The City submits that no resolution recording its satisfaction was necessary and submits that the Association has not led any evidence that the council was not satisfied of the matters specified in cl 4.5.3.
The Association, in turn, seeks to prove that council did not satisfy itself about these matters by referring to the resolution of the council granting planning approval. The Association submits that the failure to recite any satisfaction about the matters in cl 4.5.3 provides the evidence.
In my opinion, it was not necessary for council to state that it was satisfied of the matters referred to in cl 4.5.3. Where a power is conferred upon terms requiring the prior formation of a particular opinion by the donee of the power, it will be presumed from the exercise of that power, in the absence of evidence to the contrary, that the donee had the required opinion. See McLean Bros & Rigg Ltd v Grice (1906) 4 CLR 835 at 859‑860.

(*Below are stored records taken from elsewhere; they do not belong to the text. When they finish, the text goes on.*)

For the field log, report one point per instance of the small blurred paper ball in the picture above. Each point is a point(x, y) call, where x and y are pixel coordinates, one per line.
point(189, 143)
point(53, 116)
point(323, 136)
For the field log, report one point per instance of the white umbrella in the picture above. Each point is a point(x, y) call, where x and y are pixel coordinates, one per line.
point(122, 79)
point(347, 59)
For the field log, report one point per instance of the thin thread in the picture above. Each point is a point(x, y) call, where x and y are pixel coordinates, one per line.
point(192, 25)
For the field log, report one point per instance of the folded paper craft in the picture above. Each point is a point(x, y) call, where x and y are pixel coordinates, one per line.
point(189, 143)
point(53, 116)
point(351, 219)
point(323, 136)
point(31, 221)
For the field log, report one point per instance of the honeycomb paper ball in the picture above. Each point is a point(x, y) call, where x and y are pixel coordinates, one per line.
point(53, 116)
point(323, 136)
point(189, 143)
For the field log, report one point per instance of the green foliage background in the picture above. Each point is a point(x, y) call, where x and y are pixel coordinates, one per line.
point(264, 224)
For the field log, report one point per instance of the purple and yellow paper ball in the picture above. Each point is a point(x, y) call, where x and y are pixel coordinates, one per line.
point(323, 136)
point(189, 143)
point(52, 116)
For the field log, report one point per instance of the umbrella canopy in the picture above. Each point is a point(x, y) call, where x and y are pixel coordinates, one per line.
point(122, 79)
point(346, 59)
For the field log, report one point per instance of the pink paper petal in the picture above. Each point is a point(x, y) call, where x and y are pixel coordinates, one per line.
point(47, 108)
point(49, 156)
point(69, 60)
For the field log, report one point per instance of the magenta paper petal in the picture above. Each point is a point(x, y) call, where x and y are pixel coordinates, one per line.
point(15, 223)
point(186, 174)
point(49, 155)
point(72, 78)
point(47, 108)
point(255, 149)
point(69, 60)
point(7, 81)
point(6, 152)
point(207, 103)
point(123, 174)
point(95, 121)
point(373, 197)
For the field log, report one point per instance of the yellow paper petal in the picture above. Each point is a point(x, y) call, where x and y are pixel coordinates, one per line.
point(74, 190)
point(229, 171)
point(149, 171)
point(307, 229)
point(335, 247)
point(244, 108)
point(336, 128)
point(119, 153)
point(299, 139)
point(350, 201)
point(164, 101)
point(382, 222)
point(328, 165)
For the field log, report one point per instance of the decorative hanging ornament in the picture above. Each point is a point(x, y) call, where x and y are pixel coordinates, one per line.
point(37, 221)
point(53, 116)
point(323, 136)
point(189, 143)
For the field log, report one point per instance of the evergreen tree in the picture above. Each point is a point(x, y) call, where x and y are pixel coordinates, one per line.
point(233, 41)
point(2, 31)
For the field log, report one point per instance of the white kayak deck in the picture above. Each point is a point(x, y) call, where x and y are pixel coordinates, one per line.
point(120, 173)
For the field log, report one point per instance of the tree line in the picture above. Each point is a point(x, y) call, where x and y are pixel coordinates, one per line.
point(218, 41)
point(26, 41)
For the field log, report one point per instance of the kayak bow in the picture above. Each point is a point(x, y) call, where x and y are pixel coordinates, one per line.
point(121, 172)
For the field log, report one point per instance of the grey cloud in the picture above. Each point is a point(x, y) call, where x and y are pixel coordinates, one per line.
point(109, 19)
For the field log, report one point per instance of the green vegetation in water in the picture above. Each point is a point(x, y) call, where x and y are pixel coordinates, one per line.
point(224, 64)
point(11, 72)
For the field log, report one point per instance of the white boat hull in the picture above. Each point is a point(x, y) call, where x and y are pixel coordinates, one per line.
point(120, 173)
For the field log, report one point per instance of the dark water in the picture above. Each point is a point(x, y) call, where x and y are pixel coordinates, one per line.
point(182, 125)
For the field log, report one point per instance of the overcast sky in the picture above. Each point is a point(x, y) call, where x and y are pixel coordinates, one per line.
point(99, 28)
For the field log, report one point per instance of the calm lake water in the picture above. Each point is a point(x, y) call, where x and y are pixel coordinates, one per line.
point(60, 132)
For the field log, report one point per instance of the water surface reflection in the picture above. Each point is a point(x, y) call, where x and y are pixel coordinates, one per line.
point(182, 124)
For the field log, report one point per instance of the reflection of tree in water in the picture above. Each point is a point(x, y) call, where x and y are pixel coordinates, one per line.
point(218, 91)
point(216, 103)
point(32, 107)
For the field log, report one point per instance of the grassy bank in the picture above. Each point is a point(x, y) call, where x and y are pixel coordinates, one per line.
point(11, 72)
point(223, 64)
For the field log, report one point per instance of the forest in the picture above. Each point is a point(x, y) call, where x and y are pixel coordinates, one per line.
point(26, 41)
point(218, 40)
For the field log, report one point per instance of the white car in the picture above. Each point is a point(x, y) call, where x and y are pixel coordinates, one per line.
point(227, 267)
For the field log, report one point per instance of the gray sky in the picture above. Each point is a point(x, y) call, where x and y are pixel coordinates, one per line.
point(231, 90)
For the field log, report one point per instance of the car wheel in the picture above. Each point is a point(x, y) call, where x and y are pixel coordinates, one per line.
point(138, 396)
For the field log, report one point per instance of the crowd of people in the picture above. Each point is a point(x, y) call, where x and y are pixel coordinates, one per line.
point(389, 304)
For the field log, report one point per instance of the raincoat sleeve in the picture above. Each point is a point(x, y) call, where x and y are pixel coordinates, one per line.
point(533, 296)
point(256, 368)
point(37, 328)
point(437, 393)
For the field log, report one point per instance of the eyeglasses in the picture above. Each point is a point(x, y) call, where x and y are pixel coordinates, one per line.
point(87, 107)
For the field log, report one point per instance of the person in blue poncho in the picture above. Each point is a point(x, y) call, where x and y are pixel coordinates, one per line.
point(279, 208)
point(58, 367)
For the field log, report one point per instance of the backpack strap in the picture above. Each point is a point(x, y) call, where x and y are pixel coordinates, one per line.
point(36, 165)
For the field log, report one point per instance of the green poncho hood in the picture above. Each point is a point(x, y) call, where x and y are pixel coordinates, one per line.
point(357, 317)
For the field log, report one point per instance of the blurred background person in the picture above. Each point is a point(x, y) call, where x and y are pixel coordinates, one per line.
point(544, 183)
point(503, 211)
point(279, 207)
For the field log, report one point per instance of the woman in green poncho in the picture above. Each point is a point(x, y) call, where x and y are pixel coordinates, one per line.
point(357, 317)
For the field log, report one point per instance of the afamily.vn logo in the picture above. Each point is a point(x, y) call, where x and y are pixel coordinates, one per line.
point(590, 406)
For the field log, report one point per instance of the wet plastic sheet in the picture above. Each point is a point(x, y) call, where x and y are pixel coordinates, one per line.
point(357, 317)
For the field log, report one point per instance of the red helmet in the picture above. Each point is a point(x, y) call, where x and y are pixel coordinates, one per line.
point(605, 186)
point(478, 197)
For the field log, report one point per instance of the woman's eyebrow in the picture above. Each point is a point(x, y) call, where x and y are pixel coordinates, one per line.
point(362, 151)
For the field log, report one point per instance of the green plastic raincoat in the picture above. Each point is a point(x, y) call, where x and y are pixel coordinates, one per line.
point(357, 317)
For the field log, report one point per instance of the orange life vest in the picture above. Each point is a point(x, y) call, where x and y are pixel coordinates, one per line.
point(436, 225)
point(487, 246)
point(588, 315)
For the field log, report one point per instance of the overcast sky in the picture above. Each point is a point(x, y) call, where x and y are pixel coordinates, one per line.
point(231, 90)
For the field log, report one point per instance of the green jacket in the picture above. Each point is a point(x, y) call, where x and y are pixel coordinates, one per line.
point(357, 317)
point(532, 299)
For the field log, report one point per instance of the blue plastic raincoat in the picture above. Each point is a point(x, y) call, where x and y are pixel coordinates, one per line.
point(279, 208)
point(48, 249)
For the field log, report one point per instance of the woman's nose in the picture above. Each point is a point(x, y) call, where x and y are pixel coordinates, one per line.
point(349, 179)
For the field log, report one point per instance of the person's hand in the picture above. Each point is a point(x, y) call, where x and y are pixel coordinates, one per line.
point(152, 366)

Western Stores Ltd v Orange City Council [1971] 2 NSWLR 36 provides an example of the presumption of regularity applying in similar circumstances to the present one. The case involved an appeal by ratepayers against a decision dismissing their application for declarations that rates were invalid. The exercise of the power to levy the rate required the council to form the opinion whether or not work or service would be of a special benefit to a portion of its area. The rate was made without reciting in the resolution that it was satisfied of the requisite matters. It was held that where the opinion was open to be held, it was presumed, in default of reasons to the contrary, that the opinion was duly formed and the rate regularly made. See also Attorney-General for the Northern Territory v Minister for Aboriginal Affairs (1986) 67 ALR 282 for a further example. The respondent argues that the decision in Western Stores (supra) is distinguishable because there is nothing in the case to suggest that there was a provision analogous to s 5.20(1) of the Local Government Act, which provides that:
"A decision of a council does not have effect unless it has been made by a simple majority or, if another kind of majority is required under any provision of this Act or has been prescribed by regulations or a local law for the particular kind of decision, by that kind of majority."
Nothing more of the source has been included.